Sim On was arrested in Uiju on his way back from the Ming Empire as emissary and taken under custody to the capital Hanyang, then to Suwon. In Suwon, he was tortured into admitting to his crimes and was forced to drink poison to death.

== Aftermath ==
After Sim On was executed for his fabricated crimes, Park Eun was promoted to Chief State Councilor. Many of the Sim family were condemned, and even the Queen Soheon was threatened to be stripped of her title as queen. However, King Sejong tried to protect her, and succeeded. King Taejong also supported Queen Soheon, telling the minister not to mention the matter of stripping Queen Soheon's title.

However, Sim's name became a taboo during the remainder of Taejong's presence. Even Sejong could not regain the dignity of the minister's name. However, when Sejong and Queen Soheon's son King Munjong rose to the throne, Shim-On was absolved of his crimes, and posthumously reinstated to the office of Chief State Councilor. He was also made a lord, and is also known as Lord of Anhyo.
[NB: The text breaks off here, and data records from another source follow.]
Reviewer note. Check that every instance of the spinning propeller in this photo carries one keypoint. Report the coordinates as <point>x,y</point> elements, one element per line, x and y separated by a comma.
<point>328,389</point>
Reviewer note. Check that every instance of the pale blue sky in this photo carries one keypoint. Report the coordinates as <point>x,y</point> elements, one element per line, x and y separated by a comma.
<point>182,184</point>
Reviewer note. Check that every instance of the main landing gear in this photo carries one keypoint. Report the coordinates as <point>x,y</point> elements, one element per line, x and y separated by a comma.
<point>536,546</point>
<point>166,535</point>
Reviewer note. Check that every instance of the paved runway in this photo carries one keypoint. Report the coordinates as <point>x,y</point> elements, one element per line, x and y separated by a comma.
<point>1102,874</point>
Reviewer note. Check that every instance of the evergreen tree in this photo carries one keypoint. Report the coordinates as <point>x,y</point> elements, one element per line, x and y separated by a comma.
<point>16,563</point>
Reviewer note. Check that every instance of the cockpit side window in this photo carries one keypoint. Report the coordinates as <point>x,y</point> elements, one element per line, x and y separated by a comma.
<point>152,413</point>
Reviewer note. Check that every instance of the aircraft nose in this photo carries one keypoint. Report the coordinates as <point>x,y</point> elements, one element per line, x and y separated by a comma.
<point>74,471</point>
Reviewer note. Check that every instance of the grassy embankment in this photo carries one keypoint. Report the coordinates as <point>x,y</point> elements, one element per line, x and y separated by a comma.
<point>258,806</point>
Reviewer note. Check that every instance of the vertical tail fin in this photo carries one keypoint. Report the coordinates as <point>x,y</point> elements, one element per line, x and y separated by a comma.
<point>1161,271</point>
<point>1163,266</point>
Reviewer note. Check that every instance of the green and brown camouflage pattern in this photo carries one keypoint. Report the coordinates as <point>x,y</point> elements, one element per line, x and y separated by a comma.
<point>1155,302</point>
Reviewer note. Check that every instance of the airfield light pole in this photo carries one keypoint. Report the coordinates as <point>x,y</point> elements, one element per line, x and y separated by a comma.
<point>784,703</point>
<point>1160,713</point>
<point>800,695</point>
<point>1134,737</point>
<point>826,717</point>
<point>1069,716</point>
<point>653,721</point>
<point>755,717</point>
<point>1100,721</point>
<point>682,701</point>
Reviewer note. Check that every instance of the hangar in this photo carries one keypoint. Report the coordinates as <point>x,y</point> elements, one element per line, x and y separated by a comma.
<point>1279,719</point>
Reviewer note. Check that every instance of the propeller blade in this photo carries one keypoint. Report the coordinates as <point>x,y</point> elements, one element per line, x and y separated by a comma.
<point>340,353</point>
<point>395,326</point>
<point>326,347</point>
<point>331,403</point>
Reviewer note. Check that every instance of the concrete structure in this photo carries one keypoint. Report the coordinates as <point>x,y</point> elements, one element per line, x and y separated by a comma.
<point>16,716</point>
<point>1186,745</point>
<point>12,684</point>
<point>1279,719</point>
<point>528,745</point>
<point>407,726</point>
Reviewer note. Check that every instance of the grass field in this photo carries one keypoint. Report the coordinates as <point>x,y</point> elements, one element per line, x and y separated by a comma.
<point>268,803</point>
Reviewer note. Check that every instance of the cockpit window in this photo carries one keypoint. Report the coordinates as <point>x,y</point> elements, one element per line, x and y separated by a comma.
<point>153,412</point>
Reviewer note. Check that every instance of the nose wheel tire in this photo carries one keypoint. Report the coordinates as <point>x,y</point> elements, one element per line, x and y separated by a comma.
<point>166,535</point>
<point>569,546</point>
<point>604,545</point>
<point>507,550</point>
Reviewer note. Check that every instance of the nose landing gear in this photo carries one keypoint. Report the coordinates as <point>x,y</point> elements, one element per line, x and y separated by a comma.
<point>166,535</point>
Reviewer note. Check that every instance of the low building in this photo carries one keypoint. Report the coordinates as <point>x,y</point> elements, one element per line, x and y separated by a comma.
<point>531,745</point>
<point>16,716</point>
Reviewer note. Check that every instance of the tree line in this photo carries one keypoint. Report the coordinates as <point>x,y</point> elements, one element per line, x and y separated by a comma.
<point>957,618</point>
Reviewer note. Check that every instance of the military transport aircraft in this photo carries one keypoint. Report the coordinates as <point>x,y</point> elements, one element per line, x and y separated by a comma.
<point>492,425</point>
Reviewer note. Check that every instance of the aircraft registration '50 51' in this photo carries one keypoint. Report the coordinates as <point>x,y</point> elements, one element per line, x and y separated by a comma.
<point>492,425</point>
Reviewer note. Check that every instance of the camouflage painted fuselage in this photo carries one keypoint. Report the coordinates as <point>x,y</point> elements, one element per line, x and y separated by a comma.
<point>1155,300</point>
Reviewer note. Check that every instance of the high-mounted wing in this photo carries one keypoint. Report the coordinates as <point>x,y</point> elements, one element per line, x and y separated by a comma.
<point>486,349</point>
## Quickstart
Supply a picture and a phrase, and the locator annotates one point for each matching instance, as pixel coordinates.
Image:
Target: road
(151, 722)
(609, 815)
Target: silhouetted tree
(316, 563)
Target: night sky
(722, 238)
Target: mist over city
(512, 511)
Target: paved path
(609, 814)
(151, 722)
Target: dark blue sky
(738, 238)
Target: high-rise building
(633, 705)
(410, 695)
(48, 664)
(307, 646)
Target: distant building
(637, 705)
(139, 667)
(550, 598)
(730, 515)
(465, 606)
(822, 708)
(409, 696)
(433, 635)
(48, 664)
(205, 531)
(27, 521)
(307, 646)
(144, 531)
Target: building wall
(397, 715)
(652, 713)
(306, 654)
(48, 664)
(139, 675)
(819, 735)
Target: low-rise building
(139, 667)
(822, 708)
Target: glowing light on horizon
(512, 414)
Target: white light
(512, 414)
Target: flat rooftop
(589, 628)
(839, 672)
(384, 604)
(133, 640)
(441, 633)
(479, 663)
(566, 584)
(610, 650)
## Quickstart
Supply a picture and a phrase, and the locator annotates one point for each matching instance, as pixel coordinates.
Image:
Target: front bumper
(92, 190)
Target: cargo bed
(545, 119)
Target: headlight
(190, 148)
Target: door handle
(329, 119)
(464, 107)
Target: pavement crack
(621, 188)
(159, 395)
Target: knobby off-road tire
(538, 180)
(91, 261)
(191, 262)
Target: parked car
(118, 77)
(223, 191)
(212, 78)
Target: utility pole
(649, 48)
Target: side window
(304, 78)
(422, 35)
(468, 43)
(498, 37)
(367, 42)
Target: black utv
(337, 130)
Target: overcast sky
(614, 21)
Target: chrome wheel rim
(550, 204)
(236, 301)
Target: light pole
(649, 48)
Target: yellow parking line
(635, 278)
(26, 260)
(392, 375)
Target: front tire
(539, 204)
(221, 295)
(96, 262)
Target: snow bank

The Shim family continued to prosper, with Sim-On's second son Sim Hwe becoming Chief State Councilor during King Sejo's reign.

== Controversy ==
700 years after the incident, the Sim and Park families have still not reconciled about the incident, with the Sim family blaming Park Eun for the framing about treason. However, historians generally agree that Park was merely a tool in Taejong's master plan of royal totalitarianism. As Taejong was a conservative king, he did not want a queen's family gaining power and influence over the Joseon Dynasty. As his mindset was educated in the Goryeo Dynasty, he had come to believe in the danger of handing over power to another, non-royal family. With Sim On's political power and social influence that stem from his family's influence, along with his family's revered lineage (The Sim family is one of the direct descendants of king Wen of Zhou dynasty), Taejong became convinced that Sim On must be eliminated for the sake of his son Sejong's future reign.

== Family ==
- Father: Sim Deok-bu, Count Cheongseong
- Mother: Lady Mun of Incheon Mun clan, daughter of Mun Pildae ( 문필대)
- Wife:
  - Internal Princess Consort Samhanguk of the Sunheung Ahn clan (? – 1444), daughter of Ahn Cheon-Bo
    - Daughter: Queen Soheon of Cheongseong Sim clan (1395–1446)
      - Son-in-law: King Sejong of Joseon (1397–1450)
    - Daughter: Lady Sim of the Cheongsong Sim clan (1397–?)
    - Daughter: Lady Sim of the Cheongsong Sim clan (1399 – ?)
    - Daughter: Lady Sim of the Cheongsong Sim clan (1401 – ?)
    - Son: Sim Jun (1405–1448)
    - Daughter: Lady Sim of the Cheongsong Sim clan (1406–1466)
    - Daughter: Lady Sim of the Cheongsong Sim clan (1413 – ?)
    - Son: Sim Hoe (1418–1493)
    - Son: Sim Gyeol (1419–1470)
  - Unknown:
    - Son: Sim Jang-su (1408 – ?)
    - Son: Sim Jang-gi (1409 – ?)

== In popular culture ==
- Portrayed by Choi Sang-hoon in the 2008 KBS2 TV series The Great King, Sejong.
- Portrayed by Han In-soo in the 2011 SBS TV series Deep Rooted Tree.
- Portrayed by Jung Kyu-soo in the 2015 MBC TV series Splash Splash Love.